Temperature and Humidity Tweet Bot

A simple project to take temperature and humidity readings from my quail egg incubator with a DHT11 and Particle Photon and Tweet them via IFTTT.

Temperature and Humidity Tweet Bot

This project is very simple, almost embarrassingly so.

The need

While incubating my quail eggs (which I built an egg turner for), I found myself obsessed with what temperature the eggs were at throughout the day.

I thought it would be amazing to get something that takes a picture every hour and tweets it, with the temperature and humidity readings.

Simplifying requirements

The camera part of that idea was a bit tricky and would require buying additional hardware.
If I left out the camera, I already had all the pieces to build it.

Update a week later: I ended up doing the picture part as a separate project using an old android phone.

The equipment

Physically, all I needed was a programmable IoT device and a temperature/humidity sensor.
I already had a spare Particle Photon lying around and I found that I had a DHT11 module that measures temperature and humidity.

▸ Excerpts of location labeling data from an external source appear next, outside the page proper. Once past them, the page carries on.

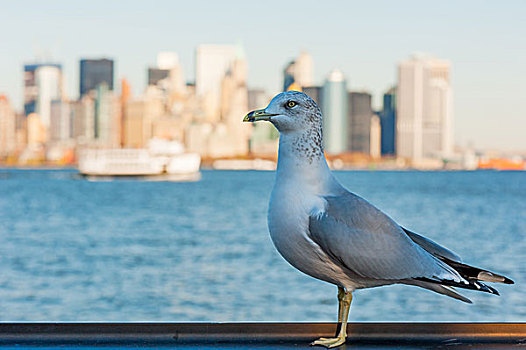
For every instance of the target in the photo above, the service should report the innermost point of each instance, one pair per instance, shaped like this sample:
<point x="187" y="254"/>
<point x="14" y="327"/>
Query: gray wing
<point x="366" y="241"/>
<point x="432" y="247"/>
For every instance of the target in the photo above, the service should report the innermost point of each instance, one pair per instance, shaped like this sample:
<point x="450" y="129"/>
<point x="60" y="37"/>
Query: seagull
<point x="331" y="234"/>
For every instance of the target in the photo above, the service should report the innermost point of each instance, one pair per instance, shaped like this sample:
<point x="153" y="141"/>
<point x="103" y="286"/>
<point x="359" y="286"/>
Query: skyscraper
<point x="298" y="72"/>
<point x="94" y="72"/>
<point x="315" y="92"/>
<point x="359" y="113"/>
<point x="424" y="115"/>
<point x="42" y="84"/>
<point x="212" y="63"/>
<point x="61" y="123"/>
<point x="7" y="128"/>
<point x="388" y="123"/>
<point x="335" y="113"/>
<point x="156" y="74"/>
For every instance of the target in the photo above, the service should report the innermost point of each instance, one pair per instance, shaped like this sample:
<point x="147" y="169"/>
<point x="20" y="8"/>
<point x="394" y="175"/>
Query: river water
<point x="75" y="250"/>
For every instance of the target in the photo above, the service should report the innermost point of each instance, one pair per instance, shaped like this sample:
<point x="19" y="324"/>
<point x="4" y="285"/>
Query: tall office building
<point x="42" y="84"/>
<point x="107" y="117"/>
<point x="359" y="114"/>
<point x="94" y="72"/>
<point x="212" y="63"/>
<point x="425" y="113"/>
<point x="335" y="113"/>
<point x="168" y="74"/>
<point x="84" y="120"/>
<point x="315" y="92"/>
<point x="61" y="123"/>
<point x="157" y="74"/>
<point x="298" y="73"/>
<point x="388" y="123"/>
<point x="7" y="128"/>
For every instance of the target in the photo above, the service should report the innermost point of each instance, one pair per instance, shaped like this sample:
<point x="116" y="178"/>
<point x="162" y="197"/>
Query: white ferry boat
<point x="162" y="160"/>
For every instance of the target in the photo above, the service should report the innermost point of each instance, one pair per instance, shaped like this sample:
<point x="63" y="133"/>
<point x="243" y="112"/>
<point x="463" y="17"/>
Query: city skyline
<point x="483" y="42"/>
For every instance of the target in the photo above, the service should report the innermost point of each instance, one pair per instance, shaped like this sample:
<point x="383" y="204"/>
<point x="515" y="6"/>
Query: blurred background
<point x="423" y="115"/>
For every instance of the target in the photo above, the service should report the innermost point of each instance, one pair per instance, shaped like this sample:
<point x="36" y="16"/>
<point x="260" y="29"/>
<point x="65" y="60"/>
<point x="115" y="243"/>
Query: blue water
<point x="74" y="250"/>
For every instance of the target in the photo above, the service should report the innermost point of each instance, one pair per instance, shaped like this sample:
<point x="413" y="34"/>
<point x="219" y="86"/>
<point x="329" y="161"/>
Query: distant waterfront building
<point x="168" y="74"/>
<point x="375" y="137"/>
<point x="61" y="125"/>
<point x="84" y="120"/>
<point x="7" y="128"/>
<point x="388" y="123"/>
<point x="212" y="63"/>
<point x="335" y="113"/>
<point x="157" y="74"/>
<point x="315" y="92"/>
<point x="139" y="119"/>
<point x="42" y="84"/>
<point x="359" y="114"/>
<point x="94" y="72"/>
<point x="257" y="99"/>
<point x="299" y="72"/>
<point x="31" y="87"/>
<point x="424" y="109"/>
<point x="107" y="117"/>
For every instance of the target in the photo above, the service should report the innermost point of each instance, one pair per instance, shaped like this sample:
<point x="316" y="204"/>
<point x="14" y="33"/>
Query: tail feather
<point x="441" y="289"/>
<point x="473" y="279"/>
<point x="475" y="273"/>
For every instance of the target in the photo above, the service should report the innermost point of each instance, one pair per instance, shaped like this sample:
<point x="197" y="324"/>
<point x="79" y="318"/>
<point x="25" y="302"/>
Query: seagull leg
<point x="344" y="299"/>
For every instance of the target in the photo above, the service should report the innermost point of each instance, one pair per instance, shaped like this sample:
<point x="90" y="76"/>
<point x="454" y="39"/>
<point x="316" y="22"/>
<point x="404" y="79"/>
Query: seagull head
<point x="289" y="111"/>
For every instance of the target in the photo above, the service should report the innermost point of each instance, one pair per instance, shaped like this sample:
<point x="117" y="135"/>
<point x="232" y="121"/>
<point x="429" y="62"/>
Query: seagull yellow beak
<point x="260" y="114"/>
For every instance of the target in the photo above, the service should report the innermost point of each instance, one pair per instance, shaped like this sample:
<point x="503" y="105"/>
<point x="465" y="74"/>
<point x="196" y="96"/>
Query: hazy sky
<point x="485" y="41"/>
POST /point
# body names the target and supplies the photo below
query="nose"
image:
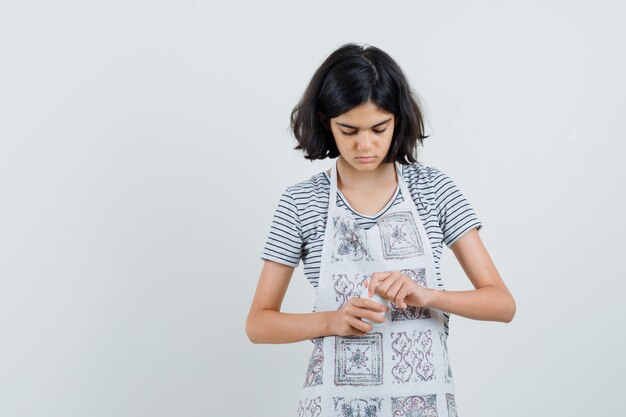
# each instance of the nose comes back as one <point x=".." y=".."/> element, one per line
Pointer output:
<point x="364" y="141"/>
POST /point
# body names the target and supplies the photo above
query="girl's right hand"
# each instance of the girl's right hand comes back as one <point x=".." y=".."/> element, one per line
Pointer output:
<point x="347" y="320"/>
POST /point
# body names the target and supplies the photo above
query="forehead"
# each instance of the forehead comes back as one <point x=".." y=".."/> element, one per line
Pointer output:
<point x="364" y="115"/>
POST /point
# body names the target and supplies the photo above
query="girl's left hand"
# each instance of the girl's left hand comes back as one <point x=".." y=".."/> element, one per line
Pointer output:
<point x="398" y="288"/>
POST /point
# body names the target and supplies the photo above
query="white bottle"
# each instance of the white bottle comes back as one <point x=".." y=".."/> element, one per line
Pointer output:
<point x="380" y="300"/>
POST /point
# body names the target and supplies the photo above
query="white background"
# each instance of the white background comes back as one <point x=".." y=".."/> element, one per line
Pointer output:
<point x="144" y="146"/>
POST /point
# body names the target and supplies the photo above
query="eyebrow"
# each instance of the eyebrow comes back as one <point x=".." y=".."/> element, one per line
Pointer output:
<point x="354" y="127"/>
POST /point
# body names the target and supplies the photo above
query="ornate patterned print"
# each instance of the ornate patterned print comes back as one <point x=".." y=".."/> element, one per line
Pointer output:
<point x="316" y="364"/>
<point x="412" y="356"/>
<point x="399" y="236"/>
<point x="359" y="359"/>
<point x="348" y="287"/>
<point x="411" y="312"/>
<point x="446" y="361"/>
<point x="451" y="405"/>
<point x="310" y="407"/>
<point x="414" y="406"/>
<point x="357" y="407"/>
<point x="350" y="241"/>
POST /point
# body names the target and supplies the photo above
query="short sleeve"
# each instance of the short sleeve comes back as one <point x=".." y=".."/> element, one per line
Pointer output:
<point x="456" y="215"/>
<point x="284" y="240"/>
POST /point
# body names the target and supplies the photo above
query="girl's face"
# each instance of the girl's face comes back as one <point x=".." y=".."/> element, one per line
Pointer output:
<point x="363" y="135"/>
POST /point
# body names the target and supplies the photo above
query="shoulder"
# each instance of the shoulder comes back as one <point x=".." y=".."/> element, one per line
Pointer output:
<point x="424" y="177"/>
<point x="308" y="194"/>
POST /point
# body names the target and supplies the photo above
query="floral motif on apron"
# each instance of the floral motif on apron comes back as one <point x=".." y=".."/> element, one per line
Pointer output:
<point x="401" y="367"/>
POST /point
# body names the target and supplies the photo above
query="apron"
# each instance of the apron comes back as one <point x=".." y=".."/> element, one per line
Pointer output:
<point x="401" y="367"/>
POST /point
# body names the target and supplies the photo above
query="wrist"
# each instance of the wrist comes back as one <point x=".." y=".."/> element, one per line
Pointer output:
<point x="327" y="319"/>
<point x="431" y="299"/>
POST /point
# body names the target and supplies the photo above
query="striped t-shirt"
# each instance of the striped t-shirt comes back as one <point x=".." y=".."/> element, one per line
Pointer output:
<point x="298" y="226"/>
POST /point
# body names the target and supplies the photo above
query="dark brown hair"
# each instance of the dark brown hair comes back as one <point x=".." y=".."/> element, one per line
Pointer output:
<point x="350" y="76"/>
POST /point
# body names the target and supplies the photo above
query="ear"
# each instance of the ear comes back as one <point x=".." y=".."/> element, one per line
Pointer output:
<point x="323" y="120"/>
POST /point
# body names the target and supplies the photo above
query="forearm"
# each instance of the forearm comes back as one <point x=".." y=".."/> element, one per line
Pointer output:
<point x="486" y="303"/>
<point x="270" y="326"/>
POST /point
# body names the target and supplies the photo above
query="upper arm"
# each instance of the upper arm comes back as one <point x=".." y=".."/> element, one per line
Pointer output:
<point x="271" y="287"/>
<point x="455" y="213"/>
<point x="476" y="262"/>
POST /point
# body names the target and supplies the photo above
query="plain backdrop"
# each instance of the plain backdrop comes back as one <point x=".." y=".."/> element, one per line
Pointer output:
<point x="144" y="146"/>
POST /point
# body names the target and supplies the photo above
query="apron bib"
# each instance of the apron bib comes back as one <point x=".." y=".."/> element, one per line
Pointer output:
<point x="401" y="367"/>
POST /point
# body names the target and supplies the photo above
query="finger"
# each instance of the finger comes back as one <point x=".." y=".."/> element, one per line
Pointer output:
<point x="394" y="293"/>
<point x="390" y="280"/>
<point x="375" y="279"/>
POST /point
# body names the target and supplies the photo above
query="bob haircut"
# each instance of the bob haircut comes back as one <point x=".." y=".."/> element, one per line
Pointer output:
<point x="350" y="76"/>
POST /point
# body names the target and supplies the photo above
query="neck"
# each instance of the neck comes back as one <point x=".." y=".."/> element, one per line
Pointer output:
<point x="352" y="179"/>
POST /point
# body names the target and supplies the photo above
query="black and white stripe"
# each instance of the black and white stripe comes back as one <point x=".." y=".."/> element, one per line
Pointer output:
<point x="297" y="229"/>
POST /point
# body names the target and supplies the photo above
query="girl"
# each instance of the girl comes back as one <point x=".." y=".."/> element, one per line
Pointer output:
<point x="372" y="226"/>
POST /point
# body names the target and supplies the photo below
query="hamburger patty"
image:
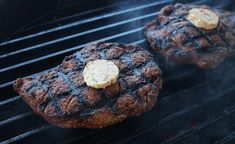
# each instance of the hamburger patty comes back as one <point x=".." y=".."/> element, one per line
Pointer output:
<point x="177" y="39"/>
<point x="62" y="97"/>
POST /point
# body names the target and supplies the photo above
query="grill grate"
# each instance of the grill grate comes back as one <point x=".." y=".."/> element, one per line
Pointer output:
<point x="188" y="111"/>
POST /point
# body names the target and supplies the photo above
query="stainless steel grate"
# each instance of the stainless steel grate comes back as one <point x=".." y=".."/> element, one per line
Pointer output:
<point x="195" y="105"/>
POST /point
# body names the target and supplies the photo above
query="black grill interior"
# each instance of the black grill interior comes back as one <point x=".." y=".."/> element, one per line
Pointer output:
<point x="195" y="106"/>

The Photon is an amazing bit of kit.
The programming is very similar to Arduino, making most Arduino sketches compatible and therefore importable.
It has WiFi built in, so connectivity is simple.
The Photon only communicates with Particle's servers, meaning that it is relatively secure.

The DHT11 board is not very accurate and claims to have a measurement error of +-2°C and only returns an integer temperature reading.
It wouldn't be suitable for making a thermostat out of, but it would do the trick for me. It would give me peace of mind that the eggs were in the correct temperature range.

With the addition of 3 wires to connect the Photon to the DHT11 and a micro-USB cable to power the photon, I had all the hardware that this project needed.

I did spend a bit of time making a development board for it and making a longer cable between the Photon and the DHT11 board.

The Code

The code wasn't too tricky, other than the non-blocking timer.

As I mention in the timer code, the Photon requires fairly regular contact with the Particle server and it doesn't like if you do a long blocking operation, like doing a delay for half an hour.
The device goes into a weird state and it is difficult to get it out of that state.
So that's why it does a continuous loop and only does the reading when the right amount of time has elapsed.

The Services

To make the data actually accessible, I needed to use the Particle library Publish function to push the data to Particle's servers.

From there, I wanted to get the data to Twitter.

I used IFTTT to connect Particle to Twitter so that the recipe would fire whenever the TempHumidityReading event is published from that particular Photon device and then tweet the data from the new Twitter account that I had set up for the project.

The results

Well... It works.

Here is the link to the Twitter account to see for yourself.
https://twitter.com/jayds_incubator

I don't suggest that you follow the account, unless you REALLY care about the temperature in my incubator and want to be spammed every half an hour by latest readings.